Fighting Terrorism: No Easy Task

Published on 21st November 2005

Terrorism and terror-related acts have become so predominant that one never knows where these felons with their heinous acts will strike next. Jordan lost over 67 lives and hundreds were maimed when terrorists hit Amman, as a suicide bomber butchered over 35 people in Iraq.

Security analysts had put Jordan as one of the safest countries in the Middle East.  The terrorists were recently in London, where they hit the commuter train facility, killing many. The impact was so forceful that Tony Blair, who was attending the G8-Summit in Gleneagles, Scotland, was forced to go home to grieve with his people. They had also been to Turkey, Cairo, Bali among other great cities. As a result of this, a number of countries have adopted and passed anti-terrorism laws. In Britain, Tony Blair pushed for a bill that would have seen terrorism suspects held for up to nine months before commencement of trials. This long period, Labour party had argued, would allow investigators and prosecutors ample time to gather adequate evidence. They lost. 

“Terrorism is widely viewed as violence towards a political end,” says Centre for Defence Information. John Bolton, the US ambassador to the United Nations, argued in a letter to other envoys that any definition of what constitutes a terrorist act should exclude “military activities that are appropriately governed by international humanitarian law.” Maybe he meant the inhuman military operations carried out in Iraq where children and women are casualties. He further argued that limits should be placed on the degree to which government actions such as, bombing civilians – should be considered terrorism.

As such concerns illustrate, many of the differences over any generally acceptable definition of terrorism are related to the identity of both those describing others as terrorists and those being thus described. Other, interrelated issues include the extent to which terrorism is considered a means towards an end as well as the nature of that end.

The presence of internet in the world has made it very simple for terrorists to plan and execute their work with ease. Its use has increased the global reach of many organizations for recruitment purposes as well as for co-ordination of operations.

The traditional mode of hierarchical organization dominated by a central headquarters was already considered outdated, writes US Institute of Peace, adding that they have been replaced by transient cells often connected through cyberspace.

Gabriel Weiman, Senior Fellow at US Institute of Peace, writing on Terror on The Internet: The new Arena the New Challenge says that the Internet allows terrorists to communicate their messages to a global audience quickly, anonymously and without the risks of their messages being censored.

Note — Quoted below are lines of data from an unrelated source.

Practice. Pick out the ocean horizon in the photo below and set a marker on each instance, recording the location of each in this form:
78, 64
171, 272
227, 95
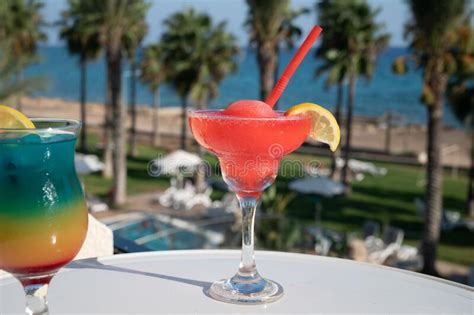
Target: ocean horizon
385, 92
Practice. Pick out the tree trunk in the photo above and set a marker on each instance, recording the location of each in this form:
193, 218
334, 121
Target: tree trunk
184, 123
267, 61
155, 136
108, 171
470, 192
133, 110
388, 133
434, 188
114, 72
83, 89
347, 147
337, 115
19, 77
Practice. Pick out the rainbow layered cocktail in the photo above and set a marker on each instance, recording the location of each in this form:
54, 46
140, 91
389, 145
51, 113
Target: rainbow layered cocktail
43, 215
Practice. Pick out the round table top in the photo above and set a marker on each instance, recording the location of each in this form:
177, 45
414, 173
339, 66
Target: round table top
176, 282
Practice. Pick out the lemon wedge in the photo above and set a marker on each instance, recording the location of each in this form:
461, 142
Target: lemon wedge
324, 127
12, 119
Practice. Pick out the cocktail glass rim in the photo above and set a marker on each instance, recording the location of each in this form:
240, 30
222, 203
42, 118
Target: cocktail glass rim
69, 124
203, 112
246, 286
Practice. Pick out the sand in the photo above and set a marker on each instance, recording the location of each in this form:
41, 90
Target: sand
368, 134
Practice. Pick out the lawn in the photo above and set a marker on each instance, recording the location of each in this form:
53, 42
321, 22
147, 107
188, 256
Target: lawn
388, 199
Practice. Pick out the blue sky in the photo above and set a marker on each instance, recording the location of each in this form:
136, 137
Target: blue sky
393, 14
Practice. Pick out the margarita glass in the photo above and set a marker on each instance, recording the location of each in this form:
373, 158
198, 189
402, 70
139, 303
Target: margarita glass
249, 151
43, 215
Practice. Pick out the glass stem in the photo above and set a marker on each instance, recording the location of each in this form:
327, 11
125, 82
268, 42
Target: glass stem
247, 267
36, 303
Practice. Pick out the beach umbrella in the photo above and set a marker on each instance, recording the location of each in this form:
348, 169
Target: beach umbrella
176, 163
321, 186
86, 164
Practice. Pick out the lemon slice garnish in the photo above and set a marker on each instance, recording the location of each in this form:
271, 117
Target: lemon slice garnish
12, 119
324, 127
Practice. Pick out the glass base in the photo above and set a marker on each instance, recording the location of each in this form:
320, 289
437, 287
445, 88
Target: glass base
246, 290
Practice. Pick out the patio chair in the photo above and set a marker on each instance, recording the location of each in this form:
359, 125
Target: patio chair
370, 228
381, 250
449, 220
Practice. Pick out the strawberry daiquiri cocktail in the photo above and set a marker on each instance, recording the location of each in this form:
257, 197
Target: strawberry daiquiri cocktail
249, 138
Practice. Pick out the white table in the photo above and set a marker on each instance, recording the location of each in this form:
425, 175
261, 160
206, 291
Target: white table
175, 282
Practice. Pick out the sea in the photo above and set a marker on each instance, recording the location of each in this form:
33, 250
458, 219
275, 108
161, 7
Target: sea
385, 92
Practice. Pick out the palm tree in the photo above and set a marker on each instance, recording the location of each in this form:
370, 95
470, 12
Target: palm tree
353, 42
430, 31
461, 94
333, 66
117, 24
198, 56
270, 23
21, 24
82, 40
153, 73
10, 85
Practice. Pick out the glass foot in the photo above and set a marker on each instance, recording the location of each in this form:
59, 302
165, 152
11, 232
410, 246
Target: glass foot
246, 290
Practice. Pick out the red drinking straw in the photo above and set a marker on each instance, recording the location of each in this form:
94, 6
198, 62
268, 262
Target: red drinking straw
293, 65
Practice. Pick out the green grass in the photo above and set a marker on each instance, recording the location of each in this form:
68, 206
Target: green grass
387, 199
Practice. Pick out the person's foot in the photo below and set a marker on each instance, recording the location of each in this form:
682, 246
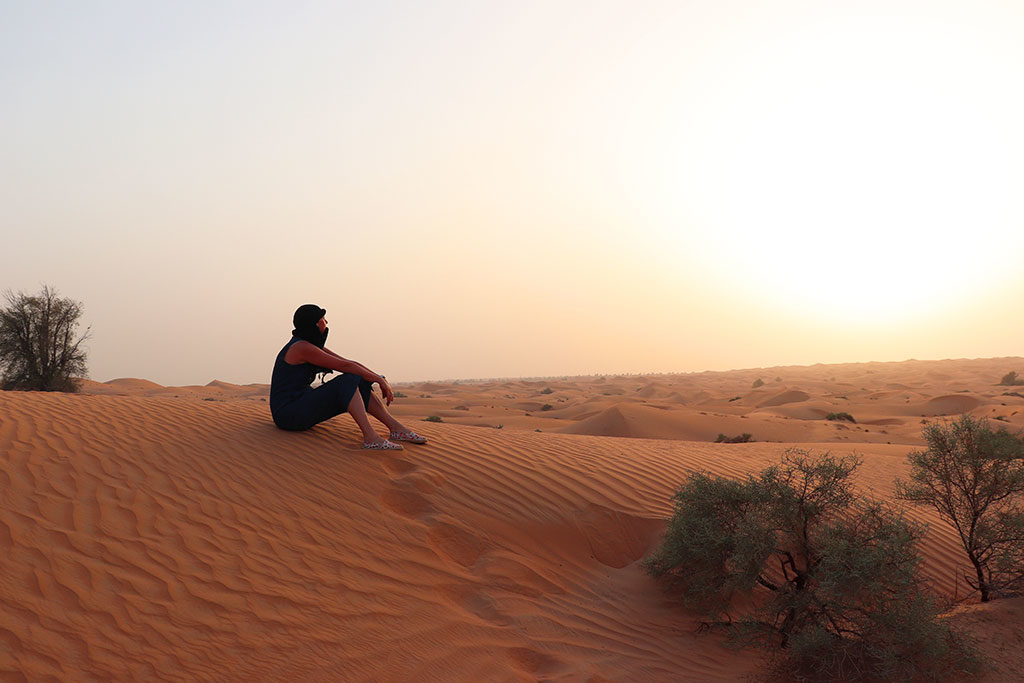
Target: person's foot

“You can sit in a coffee shop in London, use a server in South Africa, and send messages to North America without anyone being able to trace you,” Weimann stressed. The breaking up of borders and formation of large blocks such as European Union further removed the traditional means to track the movements of known criminals.

Globalization is making geography more of a challenge than ever for counter terrorism efforts but it is also providing more opportunity for improved cross border and transcontinental cooperation.

Weiman, on examining the nature of terrorism on the Internet, says cyberspace has now become a new conflict global arena. By its very nature, the Internet is an ideal arena for activity by terrorist organizations.

Why is it so?

The Internet offers easy access, to little or no regulation censorship or other forms of government control, huge audiences spread throughout the world, anonymity of communication, fast flow of communication, inexpensive, development and ability to combine text, graphics, audio and video that allows users to download films, songs, books and posters and finally the ability to shape coverage in the traditional mass media which increasingly use internet as a source for stories.

Weiman reports that when he began his research in 1998 nearly half of 30 groups designated as foreign terrorists organizations by the US state department maintained web sites. By 2004, all 37 terrorist groups had established their presence on the Internet and most of them presented in more than one form including those that cater for special groups such as children.

Terrorists use the Internet for psychological warfare, publicity and propaganda, to generate supporters, network between different terrorist groups, share information, plan and coordinate cyber wars and cyber terrorism. Weiman found several examples of more typical uses of the Internet by terrorists, such as a web site run by Hezbolla with downloadable games for children, and two distinct Tamil Tigers websites tailored to a local and an international audience.

 As the press uses photo videos and statements found on terrorist groups’ websites, writes Weiman, the Internet has become a tool to spread terrorist messages through the traditional mass media. This provides terrorists with a cheaper alternative to mass print material or operate their own radio stations.

In closing his report, Weiman warns that efforts to fight the war against online terrorism should not overshadow the potential benefits of the Internet to the international community.